Further support for the inverted U-shaped concept comes from studies on risky decision-making applying the Balloon Analogue Risk Task and assessing striatal dopaminergic signaling using a composite score of functional polymorphisms across five genes encoding dopamine receptors (D2, D3, D4), DAT and COMT14, or striatal D2/D3 availability using [18F]fallypride PET13. In line with these findings, our data show a tendency of caudate presynaptic dopaminergic activity predicting L-DOPA-induced changes in delay discounting and trends of positive association between change in loss aversion and dopamine in the caudate nucleus and the ventral striatum. L-DOPA-induced changes in risk-seeking for gains were inversely correlated to striatal dopamine as predicted, albeit far from reaching statistical significance. Although our study lacks power to detect correlations of smaller effect sizes, the literature indicates that different brain networks, neurotransmitters and possibly a family of functions (e.g., biphasic, sigmoidal, exponential) are differently involved in distinct facets of impulsive choice29,30. Consistent with our previous work7 and other reports16,31, we found no evidence for dopaminergic neurotransmission affecting risk-seeking for losses. In fact, serotonergic tone may modulate the sensitivity towards valuation of losses31.

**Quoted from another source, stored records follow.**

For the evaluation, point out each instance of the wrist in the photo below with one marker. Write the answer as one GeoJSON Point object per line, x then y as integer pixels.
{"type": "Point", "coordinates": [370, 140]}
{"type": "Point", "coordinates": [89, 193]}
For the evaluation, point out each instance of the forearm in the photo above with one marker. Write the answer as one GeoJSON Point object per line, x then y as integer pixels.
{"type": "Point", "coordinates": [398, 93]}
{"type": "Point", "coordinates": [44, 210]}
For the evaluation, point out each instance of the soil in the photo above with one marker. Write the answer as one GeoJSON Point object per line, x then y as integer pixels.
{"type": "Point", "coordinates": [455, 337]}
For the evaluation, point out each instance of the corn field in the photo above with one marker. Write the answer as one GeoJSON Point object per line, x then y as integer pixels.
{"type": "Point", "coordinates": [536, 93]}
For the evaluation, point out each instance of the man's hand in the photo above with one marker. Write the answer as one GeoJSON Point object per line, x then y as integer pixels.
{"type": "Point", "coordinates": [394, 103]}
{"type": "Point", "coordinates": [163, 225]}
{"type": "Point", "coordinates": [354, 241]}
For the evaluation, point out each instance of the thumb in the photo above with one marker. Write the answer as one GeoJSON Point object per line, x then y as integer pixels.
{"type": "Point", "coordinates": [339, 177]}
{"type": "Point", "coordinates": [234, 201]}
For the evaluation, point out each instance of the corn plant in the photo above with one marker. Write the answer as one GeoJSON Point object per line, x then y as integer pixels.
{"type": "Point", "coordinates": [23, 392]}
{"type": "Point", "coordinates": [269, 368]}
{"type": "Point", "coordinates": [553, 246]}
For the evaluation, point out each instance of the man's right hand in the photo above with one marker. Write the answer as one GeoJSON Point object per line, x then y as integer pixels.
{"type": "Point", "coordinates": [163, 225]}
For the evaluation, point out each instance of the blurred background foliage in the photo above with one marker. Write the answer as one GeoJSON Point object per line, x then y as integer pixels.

Research findings suggest that greater trait impulsivity as measured by BIS is characterized by lower dopamine signaling8,9, with contrasting data reported in small-sample studies limited to BIS subscales32,33. Higher BIS-11 impulsivity and lower striatal D2/D3 availability were found in recently abstinent methamphetamine-dependent individuals compared to healthy controls with BIS-11 related to D2/D3 receptor availability across both groups9. Higher BIS-11 scores also correlated with higher striatal DAT availability (consistent with lower dopaminergic tone) in 38 healthy men8. Our data based on a different PET tracer in a large sample of healthy men and women support these results, which may be reconciled with an inverted U-shaped function, assuming that the relation between dopamine (increasing from left to right on x-axis) and BIS (decreasing from bottom to top on y-axis) reflects the ascending limb while the descending limb does not appear as acutely overdosed individuals were not tested.

In conclusion, this study corroborates and extends previous findings demonstrating the importance of dopamine signaling in impulsivity by providing further insights into the biological underpinnings of impulsive decision-making. Our data indicate that lower dopaminergic activity in the striatum is a correlate of stronger trait impulsivity and delay discounting. They also suggest that the latter can be modulated by dopaminergic drugs depending on individual variations in the striatal dopamine system, possibly following an inverted U-shaped curve. Whereas substantial evidence identifies dopamine as a crucial determinant of delay-discounting behavior, our results highlight that distinct dimensions of impulsive decision-making seem to be differently regulated. Yet our findings must be interpreted with caution since we did not correct for multiple comparisons in the analyses involving correlations with test performance.

Appreciation of variations in endogenous dopamine availability and the complexity of different neurotransmitter and brain systems implicated in impulsivity are therefore needed in future pharmacological studies. The identification of mutual as well as unique neural underpinnings of different facets of impulsive choice will advance our understanding of impulsivity and may also offer new insights into related mental health problems. In fact, impulsive choice has already been considered as a promising target for the development of more effective interventions across mental disorders34,35.